Todos tenemos una historia que vamos contando una y otra vez, una historia que define nuestra identidad y nos ayuda a saber quiénes somos. La mía se desprende del hecho de ser hija de una inmigración concreta, del traslado de nuestra familia de una zona rural del norte de Marruecos a una ciudad mediana del interior de Cataluña. Esta historia es el marco general en el que se sitúan los temas sobre los que reflexiono, incluida la literatura. Porque mi necesidad de escribir nace, en parte, de esta historia migratoria pero también porque vivir en mundos distintos permite desarrollar el músculo que obliga a ver las cosas desde puntos de vista distintos, comparar continuamente sistemas de valores, intentar entender las posiciones opuestas, también identificar los elementos comunes que pueden construir pilares universales. Buscar en los distintos paisajes que habitamos lo que se repite, lo que constituye algo así como una materia humana común, no es más que una estrategia de supervivencia para quienes nos hemos movido en un mundo cambiante. A los hijos de inmigrantes no nos queda otra que intentar comprender la complejidad, el matiz en entornos donde a menudo nos pintan la realidad en blanco y negro. No hacerlo equivale a amputarse parte de uno mismo.

El libro: objeto venerado

En la casa donde crecí, alejada de todo, donde el contacto con lo urbano era puntual, casi anecdótico, no había libros. Solamente uno, el sagrado Corán. Ese único libro era, a ojos de los niños, una suerte de objeto mágico: si se caía al suelo había que besarlo, como se hacía con el pan, incluso algunos lo abrazaban. Nos lo ponían debajo del cojín cuando

1 Escritora, ganadora del premio Ramon Llull de novela en 2007 por L’últim patriarca y el premio Sant Joan 2015 de novela por La filla estrangera.

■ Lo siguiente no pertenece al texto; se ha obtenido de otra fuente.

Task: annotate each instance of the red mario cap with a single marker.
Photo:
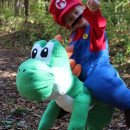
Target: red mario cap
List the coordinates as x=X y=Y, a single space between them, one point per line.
x=58 y=8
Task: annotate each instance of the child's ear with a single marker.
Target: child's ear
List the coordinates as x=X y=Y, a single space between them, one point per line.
x=59 y=38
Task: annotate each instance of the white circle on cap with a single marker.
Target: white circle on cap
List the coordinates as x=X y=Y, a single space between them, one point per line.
x=60 y=4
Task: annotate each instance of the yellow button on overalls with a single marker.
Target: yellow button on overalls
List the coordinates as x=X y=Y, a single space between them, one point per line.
x=85 y=36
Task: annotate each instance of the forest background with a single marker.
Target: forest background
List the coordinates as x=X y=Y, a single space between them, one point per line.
x=23 y=22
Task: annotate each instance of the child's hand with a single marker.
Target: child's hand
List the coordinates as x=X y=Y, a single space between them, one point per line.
x=93 y=5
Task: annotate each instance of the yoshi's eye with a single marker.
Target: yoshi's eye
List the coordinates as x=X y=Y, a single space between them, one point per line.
x=34 y=53
x=44 y=52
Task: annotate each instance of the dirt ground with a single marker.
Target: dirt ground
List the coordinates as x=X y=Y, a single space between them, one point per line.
x=16 y=113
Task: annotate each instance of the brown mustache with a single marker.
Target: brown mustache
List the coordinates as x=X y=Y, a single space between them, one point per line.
x=76 y=21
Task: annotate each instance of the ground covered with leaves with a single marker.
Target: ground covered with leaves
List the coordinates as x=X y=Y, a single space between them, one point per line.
x=17 y=113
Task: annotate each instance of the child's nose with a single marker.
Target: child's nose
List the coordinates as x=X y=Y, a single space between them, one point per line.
x=75 y=16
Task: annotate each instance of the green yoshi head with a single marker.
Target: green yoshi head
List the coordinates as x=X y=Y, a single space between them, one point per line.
x=35 y=77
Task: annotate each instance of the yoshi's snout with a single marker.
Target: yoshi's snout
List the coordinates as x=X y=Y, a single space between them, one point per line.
x=35 y=80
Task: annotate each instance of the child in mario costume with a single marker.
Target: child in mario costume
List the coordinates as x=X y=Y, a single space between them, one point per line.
x=91 y=51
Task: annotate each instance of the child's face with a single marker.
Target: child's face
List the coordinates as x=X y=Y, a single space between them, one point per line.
x=71 y=16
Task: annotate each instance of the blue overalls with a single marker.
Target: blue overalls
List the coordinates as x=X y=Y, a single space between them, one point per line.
x=98 y=74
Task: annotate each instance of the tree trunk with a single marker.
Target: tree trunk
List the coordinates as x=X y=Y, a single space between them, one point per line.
x=16 y=8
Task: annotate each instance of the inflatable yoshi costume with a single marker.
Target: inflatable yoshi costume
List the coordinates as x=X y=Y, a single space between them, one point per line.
x=48 y=76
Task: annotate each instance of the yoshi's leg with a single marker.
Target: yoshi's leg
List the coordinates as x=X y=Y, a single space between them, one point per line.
x=49 y=116
x=79 y=112
x=99 y=116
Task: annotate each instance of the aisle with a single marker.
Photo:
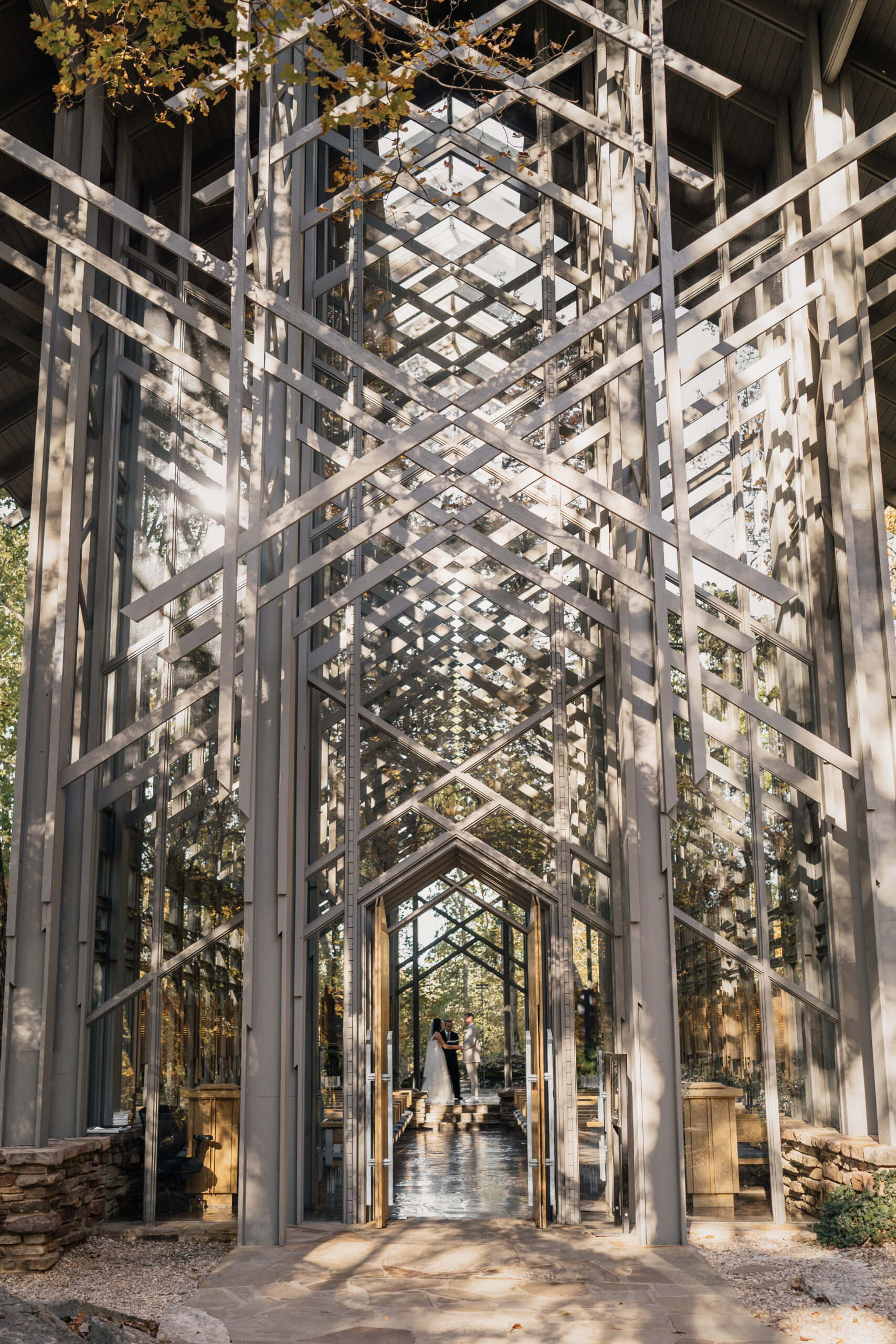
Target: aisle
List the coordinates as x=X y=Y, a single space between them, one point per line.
x=461 y=1175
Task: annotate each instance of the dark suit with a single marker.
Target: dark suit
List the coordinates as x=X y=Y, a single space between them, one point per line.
x=452 y=1038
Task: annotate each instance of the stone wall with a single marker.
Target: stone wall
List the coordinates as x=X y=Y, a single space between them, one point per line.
x=818 y=1160
x=54 y=1196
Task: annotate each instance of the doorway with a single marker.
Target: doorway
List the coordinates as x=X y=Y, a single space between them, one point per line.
x=458 y=949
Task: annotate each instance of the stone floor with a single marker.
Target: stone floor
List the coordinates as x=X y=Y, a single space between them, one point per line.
x=461 y=1175
x=424 y=1281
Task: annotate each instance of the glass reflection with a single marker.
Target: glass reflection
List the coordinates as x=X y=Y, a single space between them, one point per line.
x=324 y=1121
x=722 y=1083
x=205 y=863
x=593 y=970
x=199 y=1084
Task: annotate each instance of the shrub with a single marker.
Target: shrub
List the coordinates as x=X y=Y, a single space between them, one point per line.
x=856 y=1218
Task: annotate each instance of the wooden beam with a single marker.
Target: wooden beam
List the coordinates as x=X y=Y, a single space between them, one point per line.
x=839 y=23
x=775 y=15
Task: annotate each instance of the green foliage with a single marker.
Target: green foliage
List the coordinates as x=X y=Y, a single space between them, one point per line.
x=14 y=572
x=859 y=1218
x=154 y=49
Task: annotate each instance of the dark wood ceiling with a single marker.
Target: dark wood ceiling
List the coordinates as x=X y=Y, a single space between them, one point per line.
x=755 y=42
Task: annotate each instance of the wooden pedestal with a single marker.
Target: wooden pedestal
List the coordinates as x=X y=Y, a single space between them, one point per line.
x=711 y=1147
x=214 y=1109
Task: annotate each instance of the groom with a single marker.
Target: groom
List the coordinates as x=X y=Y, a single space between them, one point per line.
x=452 y=1040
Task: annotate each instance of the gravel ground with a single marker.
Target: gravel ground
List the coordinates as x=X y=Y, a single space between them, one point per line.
x=765 y=1266
x=135 y=1277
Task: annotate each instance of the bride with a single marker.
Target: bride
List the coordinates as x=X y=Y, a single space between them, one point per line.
x=436 y=1076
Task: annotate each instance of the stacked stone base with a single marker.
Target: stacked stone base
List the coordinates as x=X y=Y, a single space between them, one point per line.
x=54 y=1196
x=818 y=1160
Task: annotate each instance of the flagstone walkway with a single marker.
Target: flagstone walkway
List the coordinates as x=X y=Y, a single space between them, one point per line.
x=472 y=1283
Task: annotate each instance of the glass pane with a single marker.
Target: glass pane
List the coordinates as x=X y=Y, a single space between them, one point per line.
x=519 y=842
x=124 y=893
x=327 y=781
x=593 y=968
x=327 y=889
x=523 y=772
x=199 y=1086
x=805 y=1062
x=394 y=842
x=797 y=906
x=587 y=773
x=712 y=847
x=205 y=863
x=722 y=1083
x=116 y=1092
x=324 y=1097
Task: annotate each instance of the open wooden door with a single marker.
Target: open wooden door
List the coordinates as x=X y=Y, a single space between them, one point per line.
x=536 y=1098
x=382 y=1073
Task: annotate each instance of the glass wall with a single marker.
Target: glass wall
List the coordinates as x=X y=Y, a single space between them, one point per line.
x=593 y=968
x=324 y=1076
x=199 y=1084
x=723 y=1084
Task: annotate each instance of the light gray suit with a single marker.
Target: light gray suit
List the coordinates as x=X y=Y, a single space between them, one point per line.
x=472 y=1058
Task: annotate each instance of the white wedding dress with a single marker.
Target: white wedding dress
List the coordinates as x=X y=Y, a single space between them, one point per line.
x=437 y=1083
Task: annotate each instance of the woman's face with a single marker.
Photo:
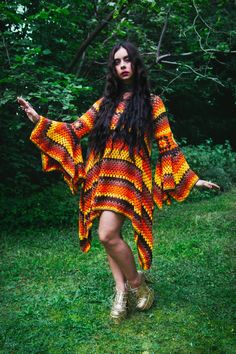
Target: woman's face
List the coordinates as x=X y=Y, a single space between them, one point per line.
x=123 y=65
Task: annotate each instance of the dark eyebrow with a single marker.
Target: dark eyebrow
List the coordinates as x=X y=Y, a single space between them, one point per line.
x=126 y=57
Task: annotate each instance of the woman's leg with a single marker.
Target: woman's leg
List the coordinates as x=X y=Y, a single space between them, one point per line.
x=120 y=256
x=118 y=276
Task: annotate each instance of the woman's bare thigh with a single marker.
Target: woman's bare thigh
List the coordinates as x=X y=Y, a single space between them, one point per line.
x=110 y=224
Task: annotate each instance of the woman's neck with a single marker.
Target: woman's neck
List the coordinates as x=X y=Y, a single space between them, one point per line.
x=126 y=87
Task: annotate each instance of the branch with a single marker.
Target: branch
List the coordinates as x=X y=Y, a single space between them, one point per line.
x=7 y=53
x=162 y=35
x=210 y=51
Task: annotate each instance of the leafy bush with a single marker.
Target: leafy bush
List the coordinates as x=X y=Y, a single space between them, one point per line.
x=51 y=206
x=216 y=163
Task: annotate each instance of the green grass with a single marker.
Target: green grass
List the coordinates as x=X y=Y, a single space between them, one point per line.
x=55 y=299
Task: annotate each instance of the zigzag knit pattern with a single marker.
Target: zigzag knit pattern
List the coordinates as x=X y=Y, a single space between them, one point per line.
x=116 y=182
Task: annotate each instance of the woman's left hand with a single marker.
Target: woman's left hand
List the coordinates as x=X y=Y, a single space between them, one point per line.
x=207 y=184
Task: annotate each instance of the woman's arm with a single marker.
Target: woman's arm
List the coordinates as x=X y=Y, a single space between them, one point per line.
x=30 y=112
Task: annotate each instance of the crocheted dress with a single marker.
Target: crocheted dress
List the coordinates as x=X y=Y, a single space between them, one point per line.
x=115 y=181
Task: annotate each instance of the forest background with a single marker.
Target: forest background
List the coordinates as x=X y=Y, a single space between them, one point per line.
x=54 y=298
x=54 y=54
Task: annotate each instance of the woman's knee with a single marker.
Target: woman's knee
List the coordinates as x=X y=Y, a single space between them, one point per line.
x=108 y=236
x=110 y=227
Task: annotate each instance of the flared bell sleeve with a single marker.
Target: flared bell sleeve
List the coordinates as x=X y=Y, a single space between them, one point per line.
x=60 y=145
x=173 y=176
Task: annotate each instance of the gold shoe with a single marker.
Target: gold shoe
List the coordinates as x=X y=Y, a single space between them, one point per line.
x=144 y=295
x=119 y=306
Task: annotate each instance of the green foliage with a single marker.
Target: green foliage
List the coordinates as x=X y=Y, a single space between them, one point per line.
x=54 y=205
x=213 y=162
x=39 y=40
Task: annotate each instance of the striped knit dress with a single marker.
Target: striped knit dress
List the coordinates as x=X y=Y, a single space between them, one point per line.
x=116 y=182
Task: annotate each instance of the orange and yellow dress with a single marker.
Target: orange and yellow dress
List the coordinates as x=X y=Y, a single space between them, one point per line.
x=115 y=181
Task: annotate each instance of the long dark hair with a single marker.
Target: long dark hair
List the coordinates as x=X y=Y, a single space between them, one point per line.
x=136 y=120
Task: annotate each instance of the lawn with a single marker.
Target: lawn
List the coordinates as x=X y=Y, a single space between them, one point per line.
x=55 y=299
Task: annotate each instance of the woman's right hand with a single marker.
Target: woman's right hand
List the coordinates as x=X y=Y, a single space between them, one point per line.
x=26 y=106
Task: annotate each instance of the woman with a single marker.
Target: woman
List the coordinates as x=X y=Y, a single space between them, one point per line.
x=116 y=181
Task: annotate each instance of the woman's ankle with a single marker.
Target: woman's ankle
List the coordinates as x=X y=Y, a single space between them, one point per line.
x=136 y=282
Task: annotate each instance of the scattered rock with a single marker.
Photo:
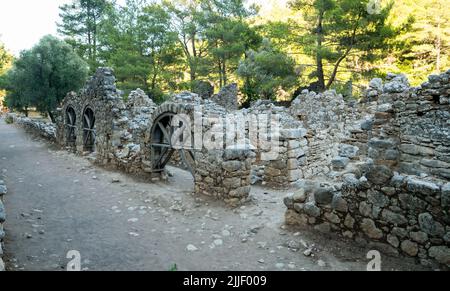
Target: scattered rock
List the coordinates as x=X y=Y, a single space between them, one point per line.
x=191 y=248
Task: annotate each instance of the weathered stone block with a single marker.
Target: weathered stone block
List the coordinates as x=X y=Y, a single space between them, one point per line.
x=379 y=174
x=339 y=203
x=422 y=187
x=312 y=210
x=430 y=226
x=440 y=254
x=394 y=218
x=370 y=229
x=323 y=196
x=410 y=248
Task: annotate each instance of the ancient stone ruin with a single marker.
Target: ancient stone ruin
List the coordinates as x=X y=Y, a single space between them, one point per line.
x=375 y=171
x=390 y=186
x=3 y=191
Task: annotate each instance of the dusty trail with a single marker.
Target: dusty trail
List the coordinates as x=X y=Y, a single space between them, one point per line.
x=58 y=202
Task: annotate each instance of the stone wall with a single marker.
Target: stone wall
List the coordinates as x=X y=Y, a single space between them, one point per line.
x=281 y=152
x=123 y=134
x=395 y=199
x=227 y=97
x=46 y=130
x=3 y=191
x=329 y=122
x=219 y=171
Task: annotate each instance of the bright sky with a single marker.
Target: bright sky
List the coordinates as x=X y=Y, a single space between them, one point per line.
x=24 y=22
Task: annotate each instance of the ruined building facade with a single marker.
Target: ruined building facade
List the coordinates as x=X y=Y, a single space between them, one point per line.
x=376 y=171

teníamos pesadillas y, algo curioso: ¡funcionaba! Había gente que llevaba un fragmento del texto en un papel doblado colgando del cuello o en la cintura para protegerse de todo tipo de males. La letra escrita, en este caso, tenía que tocar la piel. A los más frágiles –bebés recién nacidos, mujeres que acababan de parir, enfermos de cuerpo o espíritu– les ponían un Corán al lado. La idea era sencilla y clara: el libro te protegía. Algo que comparto: los buenos libros, bien leídos y no usados como amuleto, protegen del desconocimiento, de la ansiedad que comporta la vida misma. Un buen libro hace más soportable la soledad y el sufrimiento y nos ayuda a entender lo que nos rodea. Acuérdense de que la primera palabra revelada a Mahoma fue «¡Lee!», por si alguien necesita argumentos religiosos para promover la lectura, aunque esperemos que esta no se reduzca al ámbito de lo sagrado.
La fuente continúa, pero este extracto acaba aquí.